Hello,
Can someone, please, comment on the following curious fact that I encountered in C (actually, I use gcc, which has the default language Gnu C): If one writes

const int a=10;
const int b=a;

one gets an error indication at the declaration of b (not constant!). I would be particularly interested in knowing whether there is a way of getting around this (i.e. declaring a const with a previously declared const). I was actually surprised by this since, I think, C++ allows it.
Regards,
bostjanv

Off the top of my head, the C standards don't disallow that code in any way. Further, my tests with gcc don't mesh with your results. Please post a complete compilable example and the full compiler output including your instantiation of gcc.

Thanks for your reply. Here are my results. I'm using gcc 4.7.2 on Debian 7

Thanks for your reply. Here are my results.

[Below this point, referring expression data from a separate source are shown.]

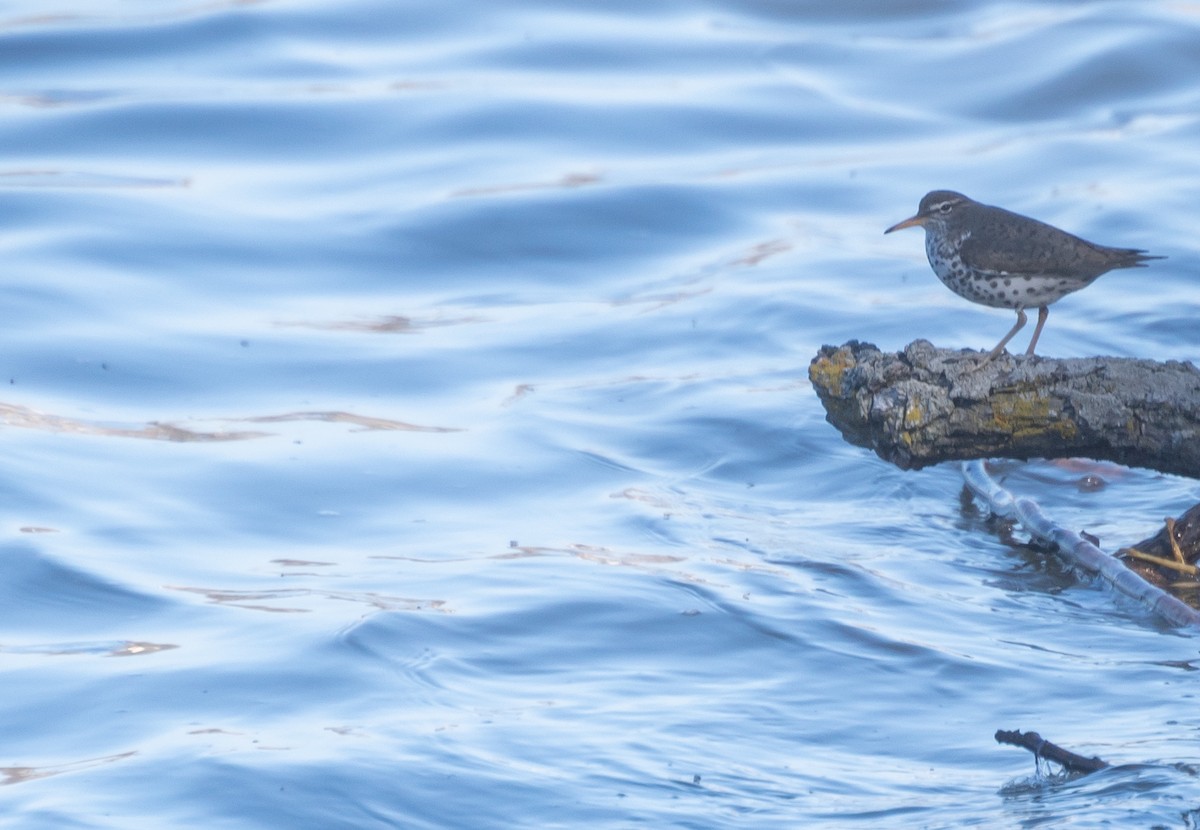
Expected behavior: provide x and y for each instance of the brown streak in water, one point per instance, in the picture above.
(15, 415)
(389, 324)
(365, 421)
(16, 775)
(243, 599)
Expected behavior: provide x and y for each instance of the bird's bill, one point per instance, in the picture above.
(911, 222)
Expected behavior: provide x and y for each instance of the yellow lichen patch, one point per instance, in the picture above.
(827, 372)
(1025, 415)
(913, 415)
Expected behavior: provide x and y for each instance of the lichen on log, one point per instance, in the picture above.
(924, 406)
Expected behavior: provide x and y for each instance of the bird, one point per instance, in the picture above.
(1002, 259)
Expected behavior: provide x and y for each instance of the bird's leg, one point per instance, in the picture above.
(1020, 322)
(1043, 313)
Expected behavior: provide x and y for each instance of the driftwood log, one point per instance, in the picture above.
(925, 406)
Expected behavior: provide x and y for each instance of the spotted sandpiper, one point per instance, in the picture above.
(1007, 260)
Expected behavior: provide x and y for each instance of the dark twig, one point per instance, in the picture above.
(1044, 749)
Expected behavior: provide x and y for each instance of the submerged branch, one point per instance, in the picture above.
(1043, 749)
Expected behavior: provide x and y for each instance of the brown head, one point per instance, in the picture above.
(937, 209)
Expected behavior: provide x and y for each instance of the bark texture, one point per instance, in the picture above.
(925, 406)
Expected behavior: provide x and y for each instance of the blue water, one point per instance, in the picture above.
(407, 420)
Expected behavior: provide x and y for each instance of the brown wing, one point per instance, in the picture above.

I'm using gcc 4.7.2 on Debian 7. I ran the following file (test.c)

===================================

const int a=10;
const int b=a;

int main(int argc, char *argv[]) {
}

===================================

and the result was as follows:

===================================
bostjan@wwpecker-5-deb:~/workspace/OB2/src$ cc -c -o test.o test.c
test.c:3:1: error: initializer element is not constant

b

I hope I can clear this up.
Regards,
bostjanv

Yes, the variable 'a' is const (you cannot change it), but the VALUE of the variable is a standard scalar value, which is not necessarily const. You need to cast the value to a const, as in:

const int b = (const int)a;

I agree that this should not be required, and it may be a bug in gcc 4.7.2. Have you asked the user forums at GNU for GCC about this?

This has nothing to do with const. If you remove the const keyword from your program, you'll get the same error.

The problem is that the initializer for a global variable must be a constant. Confusingly the meaning of the word "constant" here has nothing to do with the const keyword. Here "constant" means either a literal (something like 5, 'c' or "hello") or the application of an operator where all operands are constants. So something like 3 + 5 would be okay, but 3 + x or just x would not be.

Basically the initializer of a global variable must not depend on the value of any other variable or function.

Hello,
I checked the suggestion made by rubberman [const int b = (const in)a;], and the result was the same (error). Therefore, the interpretation given by sepp2k is probably right. However, I will verify that in the gcc forum, and reply when I obtain an answer.